Sendo assim, e, se como Você diz, FL pretendeu distinguir um lado "bom" (económico) e um lado "mau" (político) nos regimes do tipo RDA, a sua tese é ainda mais inaceitável do que eu a pintei. Por mim, limitei-me a apontar no seu artigo uma contradição lógica insolúvel e a sugerir que o seu discurso, ao mesmo tempo veemente e confuso, vindo de quem é um porta-voz sobejamente autorizado do BE, nos permite formular questões, que incluem FL mas o ultrapassam, sobre o tipo de plataforma política que o BE propõe e da sua credibilidade.
Declaração de interesses: votei no BE nas últimas eleições e apelei até ao voto no BE via 5dias, pedindo para esse efeito uma boleia ao Zé Neves ( http://5dias.net/2009/09/25/do-miguel-serras-pereira-e-acerca-das-proximas-eleicoes/ )
Saudações republicanas
msp
Muito obrigado pela excelente resposta, com a qual tendo a concordar.
Não quis ser "advogado de defesa" de Louçã (o que, para além de pretensioso, seria ridículo), apenas me atrevi a manifestar a minha interpretação do seu Artigo (que confesso, até li a correr).
Falando agora por mim próprio, parece-me justa e pertinente a sua crítica ao referido Artigo, mais até no tocante ao estilo do que ao conteúdo, que poderá eventualmente ter sido prejudicado por aquele.
Isto porque, se é um facto que o modelo económico comunista é indissociável do modelo político que o corporizou, não é menos verdade que, em certos aspectos, tanto substanciais como até simbólicos, o comunismo real conseguiu resolver, ou pelo menos mitigar, muitas das chagas sociais para as quais o Capitalismo não parece poder nunca, por mais milénios que exista, sequer atenuar.
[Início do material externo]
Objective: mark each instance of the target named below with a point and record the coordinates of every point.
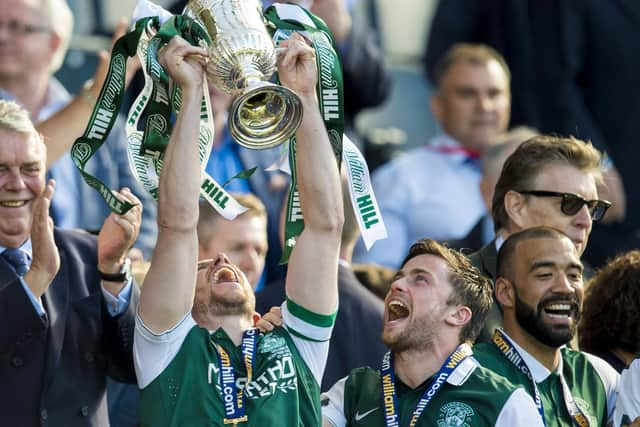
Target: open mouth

Falo de certos "direitos económicos e sociais", conquistas inequívocas do "socialismo real", tanto no Leste como em Cuba, mas ainda mais de um certo espírito de responsabilização colectiva pelo devir da sociedade, profundamente arreigado nos Povos que experimentaram as chamadas "democracias populares" e que me parece completamente arredado do espírito de competição desenfreada e desregulada do individualismo liberal.
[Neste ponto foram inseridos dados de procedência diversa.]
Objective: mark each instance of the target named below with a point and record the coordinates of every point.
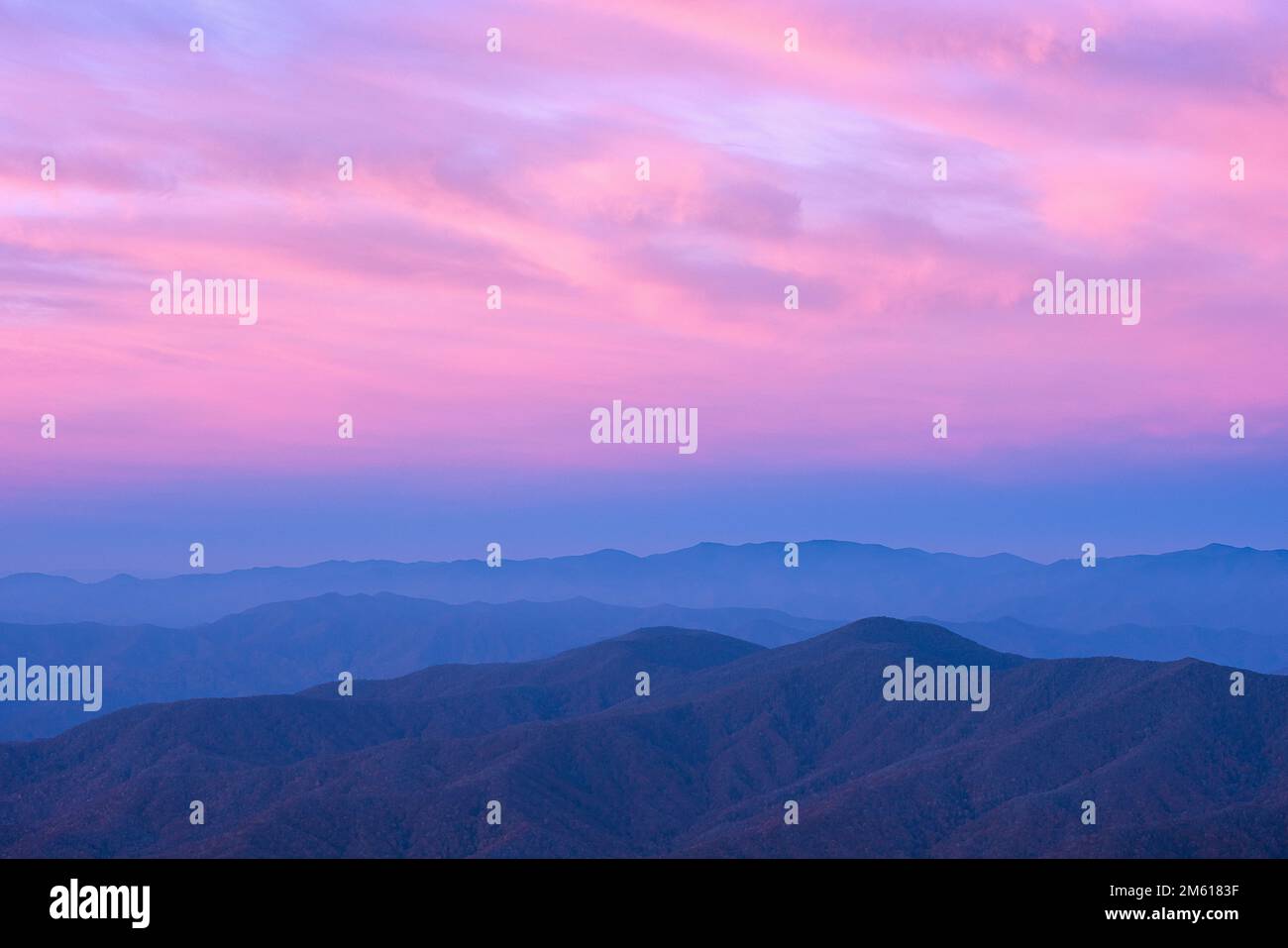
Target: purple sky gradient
(516, 168)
Parece-me pois que, mais do que acentuar e continuar a enegrecer o carácter (indiscutivelmente) infecto da "água do banho" deitada fora com a queda do Muro de Berlim, haverá agora que averiguar se o "bé-bé" já estaria morto, ou se foi deitado fora ainda com muitos "órgãos vitais" aproveitáveis. Se é que isto é linguagem que possa ser, ainda que metaforicamente, utilizada numa discussão como esta (o meio condiciona inelutavelmente o conteúdo...).
Declaração de interesses (devida): nunca fui marxista; votei agora no Sócrates e apelei ao voto no P. S.; há dez anos que votava sempre no Bloco.
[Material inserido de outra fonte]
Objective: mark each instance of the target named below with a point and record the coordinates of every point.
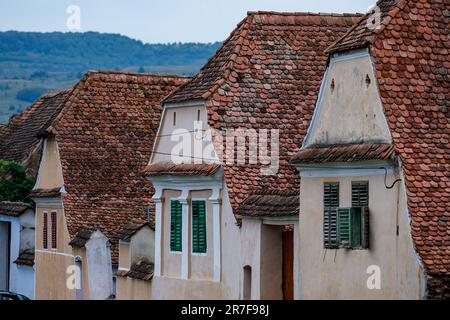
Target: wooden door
(288, 265)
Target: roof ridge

Saudações republicanas e democráticas.
Ant.º das Neves Castanho.
Caro António Neves Castanho,
sim, mas… Quer dizer, o desacordo nasce quando você fala de "um certo espírito de responsabilização colectiva pelo devir da sociedade, profundamente arreigado nos Povos que experimentaram as chamadas "democracias populares" e que me parece completamente arredado do espírito de competição desenfreada e desregulada do individualismo liberal". Se esse espírito de responsabilização colectiva era tão forte, como se explica, nomeadamente na Rússia, a presença de todos os sintomas de um hiperindividualismo feroz, só compensado pela densidade das redes mafioso-tribais que se sabe, e de uma anomia sem precedentes? Eu tendo a pensar que a usurpação do espaço público (formal e informal: das assembleias aos lugares colectivos de reunião informal, passando pelo mundo associativo) pelo Estado policial e os seus organismos de arregimentação (mais ou menos obrigatórios e intensivos consoante os períodos) induziram uma privatização maciça e uma maciça apatia ou desinvestimento cívico. Quanto aos serviços sociais outorgados pela burocracia - falar de direitos sociais é excessivo, quando pensamos na liberdade sindical, no direito de reunião e associação, na greve… -, foram em grande parte efeito da industrialização e dos aumentos de produtividade - e, claro, existiam para minorar o descontentamento e em vista de obter a submissão consensual das populações. Mas a discussão aqui seria longa e teriam de se ponderar as situações e evoluções concretas, país a país, etc. Basta-me dizer que esses serviços nada tinham em si próprios de especificamente democrático.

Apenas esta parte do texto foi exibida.